Zimmerman, Nadya. Counterculture Kaleidoscope. Ann Arbor: The University of Michigan Press, 2008.

Monday, April 20, 2009

Welcome to my Blog!

Hello and welcome to my MSTU 2000 blog. Though I'm still not quite sure as to where I plan on taking this blog, the main topics I will be discussing is the Hippie subculture of the 1960's, from its origins, to its efflorescence,through to its decline. My particular interest is in the dreams and ideals espoused by the movement, and how such dreams were left "unfulfilled" when the culture began to decline in the late 1960's. Another main area of focus will be on the circumstances surrounding the decline of the culture, the the implications of such a downfall.
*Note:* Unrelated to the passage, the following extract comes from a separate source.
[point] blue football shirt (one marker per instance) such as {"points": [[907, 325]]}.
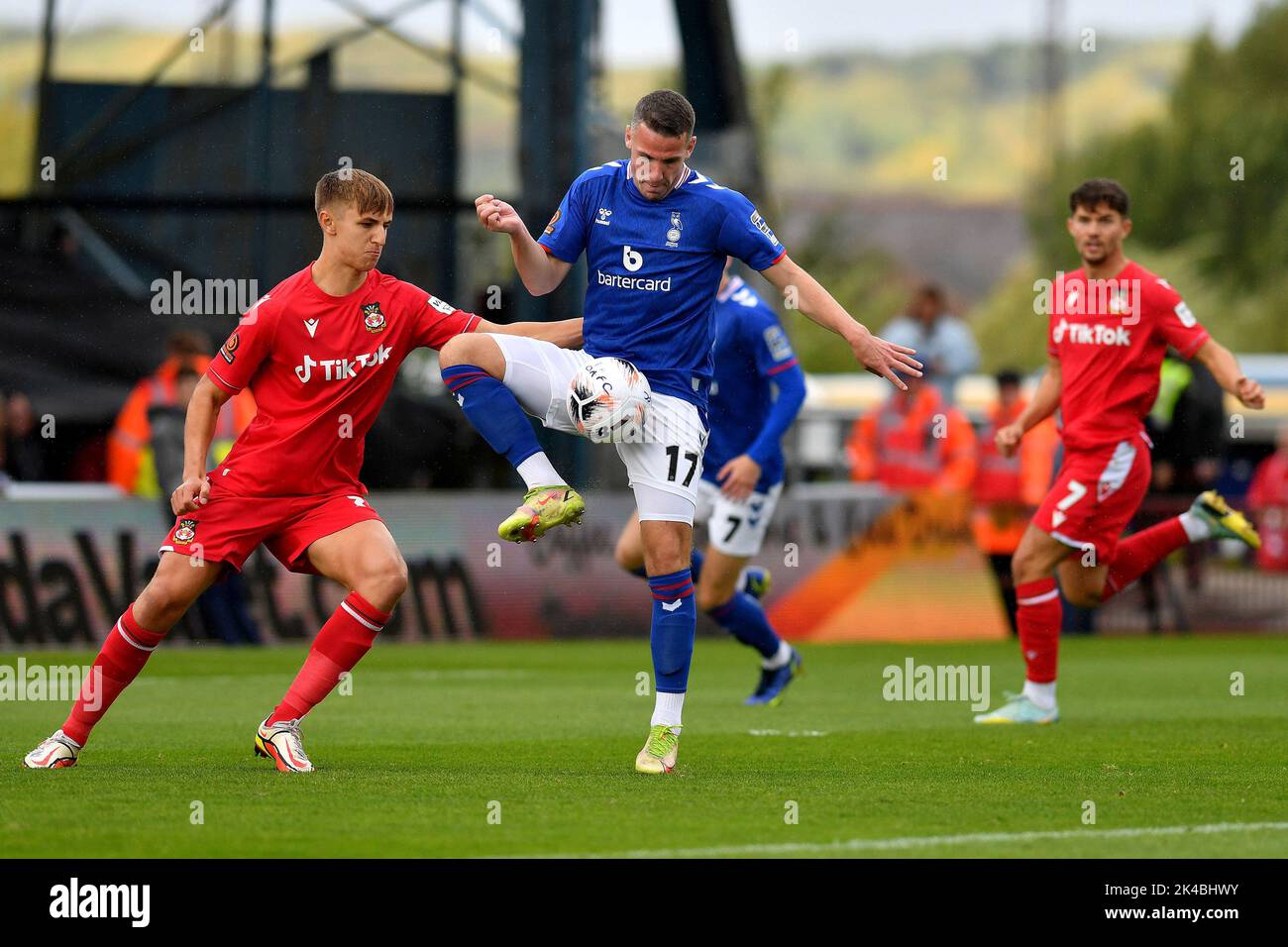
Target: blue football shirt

Of course, central to the hippie subculture on the whole is music. It follows that this blog will primarily focus on how the music of the era helped shape and define the hippie dream.

I also plan on using this blog as an avenue to write about other music subcultures, some related to the hippie movement, some not. In many ways, the hippie subculture was the first subculture to be defined by music.The precedents set by this "father subculture" will be also be explored in posts about subsequent music subcultures, like punk, and hard metal.

Looking foward to my posting again soon. Enjoy!